フランス政府が行う行政手続きの話からスタートし、講師の先生が軽快にパワーポイントを使って、時にはクイズ形式で進行していきます。
「フランスで暮らすために必要なカードはどれでしょう?」と、スクリーンにはいくつかの選択肢が。
IDカード、家族手帳(livret de famille)、運転免許証、税金番号、保険番号などなど。
「全部、必要ですからね!」Oui(ウィ)! ちゃんと全部持ってるよ〜、と心の中でガッツポーズ。

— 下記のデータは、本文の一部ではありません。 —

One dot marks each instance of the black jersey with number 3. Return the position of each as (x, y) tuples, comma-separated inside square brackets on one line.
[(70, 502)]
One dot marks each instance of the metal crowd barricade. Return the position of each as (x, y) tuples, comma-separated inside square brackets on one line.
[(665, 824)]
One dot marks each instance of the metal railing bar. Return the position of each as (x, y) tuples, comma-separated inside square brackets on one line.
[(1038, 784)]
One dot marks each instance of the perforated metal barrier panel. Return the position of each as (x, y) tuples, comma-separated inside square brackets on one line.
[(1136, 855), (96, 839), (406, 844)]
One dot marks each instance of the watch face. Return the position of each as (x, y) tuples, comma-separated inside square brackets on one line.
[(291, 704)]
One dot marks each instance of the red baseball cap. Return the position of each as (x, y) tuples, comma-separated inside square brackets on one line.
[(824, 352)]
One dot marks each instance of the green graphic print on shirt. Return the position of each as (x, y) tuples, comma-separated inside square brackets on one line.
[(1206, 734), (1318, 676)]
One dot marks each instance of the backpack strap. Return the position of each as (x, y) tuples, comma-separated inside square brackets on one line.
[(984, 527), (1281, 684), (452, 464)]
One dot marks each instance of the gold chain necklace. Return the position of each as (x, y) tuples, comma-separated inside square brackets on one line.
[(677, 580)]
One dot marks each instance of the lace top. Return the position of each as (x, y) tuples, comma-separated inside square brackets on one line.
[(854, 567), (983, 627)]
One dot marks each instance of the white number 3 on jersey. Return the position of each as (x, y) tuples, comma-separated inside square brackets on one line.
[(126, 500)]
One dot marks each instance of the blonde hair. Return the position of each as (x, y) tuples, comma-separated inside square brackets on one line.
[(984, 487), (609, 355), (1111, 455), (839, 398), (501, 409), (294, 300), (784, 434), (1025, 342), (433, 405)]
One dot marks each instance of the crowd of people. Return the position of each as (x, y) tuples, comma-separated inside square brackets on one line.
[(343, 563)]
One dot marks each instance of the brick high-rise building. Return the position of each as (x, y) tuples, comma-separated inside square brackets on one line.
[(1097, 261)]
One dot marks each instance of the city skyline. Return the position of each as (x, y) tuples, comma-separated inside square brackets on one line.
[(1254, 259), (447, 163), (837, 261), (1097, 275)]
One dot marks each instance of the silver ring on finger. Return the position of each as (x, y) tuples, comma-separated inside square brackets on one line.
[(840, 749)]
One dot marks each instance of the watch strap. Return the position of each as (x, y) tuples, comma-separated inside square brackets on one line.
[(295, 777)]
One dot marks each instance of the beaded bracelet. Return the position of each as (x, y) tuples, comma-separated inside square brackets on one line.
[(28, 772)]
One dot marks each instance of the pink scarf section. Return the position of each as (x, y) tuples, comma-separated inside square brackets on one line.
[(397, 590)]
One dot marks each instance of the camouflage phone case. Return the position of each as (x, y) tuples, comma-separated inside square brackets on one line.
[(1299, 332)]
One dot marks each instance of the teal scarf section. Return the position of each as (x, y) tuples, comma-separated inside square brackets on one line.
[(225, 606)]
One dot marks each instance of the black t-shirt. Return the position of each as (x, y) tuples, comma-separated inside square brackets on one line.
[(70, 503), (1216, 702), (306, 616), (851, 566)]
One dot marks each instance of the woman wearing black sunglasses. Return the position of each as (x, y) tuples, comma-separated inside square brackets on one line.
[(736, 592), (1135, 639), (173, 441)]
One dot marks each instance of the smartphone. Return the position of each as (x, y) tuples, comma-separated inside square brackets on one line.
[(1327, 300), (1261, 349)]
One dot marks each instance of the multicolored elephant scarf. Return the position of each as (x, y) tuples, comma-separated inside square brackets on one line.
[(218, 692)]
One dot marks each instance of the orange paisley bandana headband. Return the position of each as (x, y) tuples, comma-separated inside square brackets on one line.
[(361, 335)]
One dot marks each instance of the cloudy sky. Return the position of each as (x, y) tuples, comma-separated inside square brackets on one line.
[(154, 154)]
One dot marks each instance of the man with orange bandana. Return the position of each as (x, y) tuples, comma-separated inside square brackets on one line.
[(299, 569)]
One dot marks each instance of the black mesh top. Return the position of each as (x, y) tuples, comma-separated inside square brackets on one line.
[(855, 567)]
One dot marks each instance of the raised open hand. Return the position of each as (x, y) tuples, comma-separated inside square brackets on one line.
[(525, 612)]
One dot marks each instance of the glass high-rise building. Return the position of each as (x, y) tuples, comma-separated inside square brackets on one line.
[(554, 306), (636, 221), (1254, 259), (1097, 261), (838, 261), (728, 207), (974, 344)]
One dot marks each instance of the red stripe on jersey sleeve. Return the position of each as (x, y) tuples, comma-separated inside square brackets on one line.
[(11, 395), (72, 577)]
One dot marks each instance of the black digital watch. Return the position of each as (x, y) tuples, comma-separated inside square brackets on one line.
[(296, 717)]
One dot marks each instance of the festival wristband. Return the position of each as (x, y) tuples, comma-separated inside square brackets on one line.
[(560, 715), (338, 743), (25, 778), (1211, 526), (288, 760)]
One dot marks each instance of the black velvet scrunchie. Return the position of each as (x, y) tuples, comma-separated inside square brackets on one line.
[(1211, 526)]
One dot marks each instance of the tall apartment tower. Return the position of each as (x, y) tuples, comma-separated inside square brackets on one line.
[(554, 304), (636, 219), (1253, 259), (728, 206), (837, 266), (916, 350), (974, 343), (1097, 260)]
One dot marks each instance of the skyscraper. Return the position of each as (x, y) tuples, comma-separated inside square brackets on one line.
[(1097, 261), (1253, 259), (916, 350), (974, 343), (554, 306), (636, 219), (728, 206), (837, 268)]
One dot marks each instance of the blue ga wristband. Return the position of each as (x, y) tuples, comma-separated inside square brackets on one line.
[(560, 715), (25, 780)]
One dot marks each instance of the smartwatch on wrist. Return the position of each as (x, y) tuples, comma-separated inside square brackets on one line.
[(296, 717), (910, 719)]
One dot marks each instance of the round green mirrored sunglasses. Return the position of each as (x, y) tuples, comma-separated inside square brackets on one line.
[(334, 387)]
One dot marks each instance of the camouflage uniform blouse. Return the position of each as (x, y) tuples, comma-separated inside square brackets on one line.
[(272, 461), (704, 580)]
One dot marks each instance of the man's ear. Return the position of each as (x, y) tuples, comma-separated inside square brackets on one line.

先生は冗談交じりに、「住所がないと何も作れないけど、みんな住所ある?」
と笑わせながらも、フランス生活の現実を突いてきます。
🚗 運転免許の切り替えルールにびっくり
ここで印象的だったのが運転免許証の話。
フランス入国から1年以内であれば、国によっては自国の免許をフランスのものに切り替え可能とのこと。
「1年のうちにフランスの交通ルールに慣れてね」という配慮だそうですが、
この制度を知らずに入国から1年が経ってしまうと、最初から免許を取らないと いけないそうです。
2月27日、OFIIディジョンで受けた面接時 に案内を受けて手続きを済ませていたのでセーフ。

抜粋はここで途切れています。